Crime Library: Criminal Minds and Methods

Rodney Alcala: Extreme Serial Killer

More and More Victims

Album cover: Alice's Restaurant by Arlo Guthrie (pictured).
Album cover: Alice's Restaurant by
Arlo Guthrie (pictured).

In his closing arguments Alcala told jurors that if they gave him the death penalty, they would be killers themselves. He then played them an extract from Arlo Guthrie's "Alice's Restaurant Massacree," a sprawling anti-Vietnam epic: "I want to kill. I mean, I wanna, I wanna kill. Kill. I wanna, I wanna see, I wanna see blood and gore and guts and veins in my teeth. I mean kill, Kill, KILL, KILL."

Alcala reminded the jury that he would fight a death sentence, and it would be automatically appealed. He suggested that a life sentence would be easiest for everyone.

The families of the victims spoke at the sentencing.
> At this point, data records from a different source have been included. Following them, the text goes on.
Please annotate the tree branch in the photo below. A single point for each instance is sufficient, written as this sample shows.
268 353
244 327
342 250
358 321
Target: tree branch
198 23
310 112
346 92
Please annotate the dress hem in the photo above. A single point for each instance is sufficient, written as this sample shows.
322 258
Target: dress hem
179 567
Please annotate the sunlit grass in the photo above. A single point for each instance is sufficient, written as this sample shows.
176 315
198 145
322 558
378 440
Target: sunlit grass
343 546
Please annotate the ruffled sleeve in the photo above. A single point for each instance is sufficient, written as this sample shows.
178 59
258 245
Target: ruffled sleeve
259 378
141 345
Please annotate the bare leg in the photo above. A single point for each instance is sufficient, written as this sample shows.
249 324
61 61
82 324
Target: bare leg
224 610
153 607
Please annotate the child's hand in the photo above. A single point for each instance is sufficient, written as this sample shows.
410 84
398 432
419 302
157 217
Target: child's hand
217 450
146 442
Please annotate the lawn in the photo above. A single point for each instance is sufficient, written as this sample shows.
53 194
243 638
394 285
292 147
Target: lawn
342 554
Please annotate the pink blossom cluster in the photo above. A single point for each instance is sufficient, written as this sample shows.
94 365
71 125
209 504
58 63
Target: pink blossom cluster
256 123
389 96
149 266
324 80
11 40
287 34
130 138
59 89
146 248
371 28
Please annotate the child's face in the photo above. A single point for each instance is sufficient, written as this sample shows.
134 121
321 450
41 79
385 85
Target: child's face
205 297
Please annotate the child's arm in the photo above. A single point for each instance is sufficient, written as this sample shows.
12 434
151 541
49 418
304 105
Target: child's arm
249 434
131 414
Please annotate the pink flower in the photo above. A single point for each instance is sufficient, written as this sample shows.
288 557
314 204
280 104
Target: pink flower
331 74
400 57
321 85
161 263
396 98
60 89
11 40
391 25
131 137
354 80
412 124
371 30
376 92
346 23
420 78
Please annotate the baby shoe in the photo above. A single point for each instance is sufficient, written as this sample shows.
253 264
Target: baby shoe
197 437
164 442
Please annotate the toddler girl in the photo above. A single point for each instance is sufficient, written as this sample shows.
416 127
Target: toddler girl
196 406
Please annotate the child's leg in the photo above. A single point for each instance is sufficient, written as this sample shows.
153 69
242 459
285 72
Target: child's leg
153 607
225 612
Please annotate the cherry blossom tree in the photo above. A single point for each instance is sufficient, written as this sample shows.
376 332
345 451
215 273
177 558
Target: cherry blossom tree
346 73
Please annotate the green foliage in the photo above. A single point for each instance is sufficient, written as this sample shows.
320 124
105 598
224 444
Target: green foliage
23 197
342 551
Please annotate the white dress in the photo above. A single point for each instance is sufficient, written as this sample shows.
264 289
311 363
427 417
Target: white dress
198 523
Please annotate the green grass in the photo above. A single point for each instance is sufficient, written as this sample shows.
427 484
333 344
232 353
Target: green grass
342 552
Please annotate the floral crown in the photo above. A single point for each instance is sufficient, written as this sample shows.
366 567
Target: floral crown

In 2005, Jill Barcomb's brother Bruce had sent Alcala a present: a copy of Out of the Shadows, a book on sex addiction. With the book he had sent a letter in which he begged Alcala to spare the families the pain of a trial, and confess to any murders he'd committed. Clearly, Bruce Barcomb hadn't persuaded this brutal killer to come clean.

After Alcala was convicted, Huntington Beach detectives released photos from the Shoreline, Wash., storage locker where Alcala had squirreled away "trophies" from his attacks, including photos of many of his victims as well as earrings that linked him to Robin Samsoe and Charlotte Lamb. The suburban Seattle locker also held hundreds of photos of women and children — both boys and girls — often at the beach or park, sometimes nude.

Some of those photos had addresses scrawled on the back. Police have tracked down those families and were able to confirm that their loved ones were still alive. Authorities continue to hope people who recognize the other photographs will come forward.

Seattle police requested DNA samples so they can determine whether Alcala was behind the deaths of two teenagers killed in Seattle in the 1970s. Antionette Witaker, 13, was found dead in a vacant lot in northeast Seattle's Lake City in July 1977. Joyce Gaunt, 17, was found dead in south Seattle's Seward Park in February 1978. Witaker had not been sexually assaulted, but the developmentally disabled Gaunt had been. Detectives have requested a DNA comparison to see whether Alcala is a match.

The King County sheriff's office is also looking into whether Alcala may have been responsible for deaths in the surrounding area, including that of Cherry Greenman, who disappeared from Waterville, Wash., at the age of 19 in 1976. Just as the Los Angeles Police Department originally attributed Jill Barcomb's death to the Hillside Strangler, authorities at one time had looked for a link between Greenman and the Green River Killer.

New Hampshire investigators are looking into whether Alcala may have been responsible for any crimes when he worked, as John Berger, as a camp counselor in the area between 1969 and 1971.

Rodney Alcala also remains a person of interest in the deaths of heiress Ellen Hover and TWA stewardess Cornelia "Michael" Crilley in New York in the 1970s.